I’m having a rough day. I’m tired and overwhelmed. I made my second cup of coffee today with a cup of coffee. You heard me. I poured coffee back through the coffee maker. It just felt necessary.
Technically what I’m experiencing today is a mixed episode of bipolar. Back and forth and back and forth. All day. It’s making work incredibly difficult. I’m worrying, writing, freaking out, crying, getting excited, cleaning, day-dreaming, and planning. I would imagine ADHD feels something like this.
When my husband came home for lunch I was clean, dressed, and happily cleaning the kitchen. Within 10 minutes of talking, I was grouchy and monosyllabic. For no reason. Like, actually no reason at all.
I retired to the couch felt an intense wave of jealousy wash over me. I know we’re not supposed to be jealous, we’re definitely not supposed to admit it, but I am straight up jealous right now.

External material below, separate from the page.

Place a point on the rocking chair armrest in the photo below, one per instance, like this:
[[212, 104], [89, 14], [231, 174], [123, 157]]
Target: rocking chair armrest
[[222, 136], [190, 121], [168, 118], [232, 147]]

I know I should be grateful, which I try to be, for all the wonderful things I’ve been blessed with. But I look around and I see people moving along with their lives. Working jobs, traveling, going on adventures, and I’m sitting in my house dreading going to the grocery store. Everything feels so heavy, I’m jealous of everyone that moves with such a lightness. It feels like everyone is floating through life. We’re living the same life, but they are a balloon, happy and buoyant, and I’m a sad little rock. It’s so hard for me to move. I don’t want them to help me, for fear I’ll weigh them down and they won’t float on like they were before.
For balloons, getting out of their bed isn’t a battle. Taking their medicine is a normal habit. They don’t have to play mental games to ward off panic attacks. Less-than-ideal news doesn’t send them into a spiral of self-doubt and depression. They exercise, move, and play without much thought. They don’t have to take mental notes of why it’s important to be alive.
I’m so incredibly jealous. And I don’t want to be. Because I know, everyone has their own struggles. I know that. But my heart doesn’t believe it. It’s not convinced that everyone else is struggling with something. My heart feels alone and heavy and tired.
This isn’t me asking for help, I promise I’ve already done that. This is just me venting. And trying to process why I’m so green with envy in hopes that I’ll bounce back from this. Which I probably will, because I always do.